- Describe replication and its importance to psychology
This is a little difficult for a psychologist to ask, but here goes: when you think of a “science” which one of these is more likely to come to mind: physics or psychology?
We suspect you chose “physics” (though we don’t have the data, so maybe not!).
Despite the higher “status” of physics and chemistry in the world of science over psychology, good scientific reasoning is just as important in psychology. Valid logic, careful methodology, strong results, and empirically supported conclusions should be sought after regardless of the topic area.
We would like you to exercise your scientific reasoning using the example below. Read the passage “Watching TV is Related to Math Ability” and answer a few questions afterward.
Watching TV is Related to Math Ability
Television is often criticized for having a negative impact on our youth. Everything from aggressive behavior to obesity in children seems to be blamed on their television viewing habits. On the other hand, TV also provides us with much of our news and entertainment, and has become a major source of education for children, with shows like Sesame Street teaching children to count and say the alphabet.
Recently, researchers Ian McAtee and Leo Geraci at Harvard University did some research to examine if TV watching might have beneficial effects on cognition. The approach was fairly simple. Children between the ages of 12-14 were either asked to watch a television sitcom or do arithmetic problems, and while they were doing these activities, images of their brains were recorded using fMRI (functional magnetic resonance imaging). This technique measures the flow of blood to specific parts of the brain during performance, allowing scientists to create images of the areas that are activated during cognition.
Results revealed that similar areas of the parietal lobes were active during TV watching (the red area of the brain image on the top) and during arithmetic problem solving (the red area of the brain image on the bottom). This area of the brain has been implicated in other research as being important for abstract thought, suggesting that both TV watching and arithmetic processing may have beneficial effects on cognition. “We were somewhat surprised that TV watching would activate brain areas involved in higher-order thought processes because TV watching is typically considered a passive activity,” said McAtee. Added Geraci, “The next step is to see what specific content on the TV show led to the pattern of activation that mimicked math performance, so we need to better understand that aspect of the data. We also need to compare TV watching to other types of cognitive skills, like reading comprehension and writing.” Although this is only the beginning to this type of research, these findings certainly question the accepted wisdom that the “idiot box” is harmful to children’s cognitive functioning.
Indicate whether you agree or disagree with the following statements about the article.

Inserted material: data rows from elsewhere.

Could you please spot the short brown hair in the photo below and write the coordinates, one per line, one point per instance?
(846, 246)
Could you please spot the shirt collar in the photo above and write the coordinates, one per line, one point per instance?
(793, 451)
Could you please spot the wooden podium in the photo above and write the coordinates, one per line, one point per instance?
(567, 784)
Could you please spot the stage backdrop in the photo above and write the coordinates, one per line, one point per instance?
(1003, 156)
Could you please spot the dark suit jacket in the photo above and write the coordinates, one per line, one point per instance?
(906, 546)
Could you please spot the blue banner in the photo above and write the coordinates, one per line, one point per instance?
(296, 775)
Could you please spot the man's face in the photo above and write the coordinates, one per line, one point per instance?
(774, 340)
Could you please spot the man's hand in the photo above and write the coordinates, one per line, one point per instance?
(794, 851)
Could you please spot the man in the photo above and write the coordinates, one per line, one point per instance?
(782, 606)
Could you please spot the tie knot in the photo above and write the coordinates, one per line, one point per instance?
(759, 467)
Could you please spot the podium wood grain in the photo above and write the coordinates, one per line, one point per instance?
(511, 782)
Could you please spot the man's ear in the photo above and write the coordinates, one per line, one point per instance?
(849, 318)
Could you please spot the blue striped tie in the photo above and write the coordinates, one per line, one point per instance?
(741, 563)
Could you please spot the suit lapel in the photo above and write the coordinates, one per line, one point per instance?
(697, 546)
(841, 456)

There are no incorrect answers.
The article was well written.
- strongly disagree
- strongly agree
The title, “Watching TV is Related to Math Ability” was a good description of the results.
- strongly disagree
- strongly agree
The scientific argument in the article made sense.
- strongly disagree
- strongly agree
It is pretty surprising to learn that watching television can improve your math ability, and the fact that we can identify the area in the brain that produces this relationship shows how far psychology has progressed as a science.
Or maybe not.
The article you just read and rated was not an account of real research. Ian McAtee and Leo Geraci are not real people and the study discussed was never conducted (as far as we know). The article was written by psychologists David McCabe and Alan Castel for a study they published in 2008. They asked people to do exactly what you just did: read this article and two others and rate them.
McCabe and Castel wondered if people’s biases about science influence the way they judge the information they read. In other words, if what you are reading looks more scientific, do you assume it is better science?
In recent years, neuroscience has impressed a lot of people as “real science,” when compared to the “soft science” of psychology. Did you notice the pictures of the brain next to the article that you just read? Do you think that picture had any influence on your evaluation of the scientific quality of the article? The brain pictures actually added no new information that was not already in the article itself other than showing you exactly where in the brain the relevant part of the parietal lobe is located. The red marks are in the same locations in both brain pictures, but we already knew that “Results revealed that similar areas in the parietal lobes were active during TV watching…and during arithmetic solving.”
McCabe & Castel Experiment
McCabe and Castel wrote three brief (fake) scientific articles that appeared to be typical reports like those you might find in a textbook or news source, all with brain activity as part of the story. In addition to the one you read (“Watching TV is related to math ability “) others had these titles: “Meditation enhances creative thought” and “Playing video games benefits attention.”
All of the articles had flawed scientific reasoning. In the “Watching TV is Related to Math Ability” article that you read, the only “result” that is reported is that a particular brain area (a part of the parietal lobe) is active when a person is watching TV and when he or she is working on math. The highlighted part of the next sentence is where the article goes too far: “This area of the brain has been implicated in other research as being important for abstract thought, suggesting that both tv watching and arithmetic processing may have beneficial effects on cognition.”
The fact that the same area of the brain is active for two different activities does not “suggest” that either one is beneficial or that there is any interesting similarity in mental or brain activity between the processes. The final part of the article goes on and on about how this supposedly surprising finding is intriguing and deserves extensive exploration.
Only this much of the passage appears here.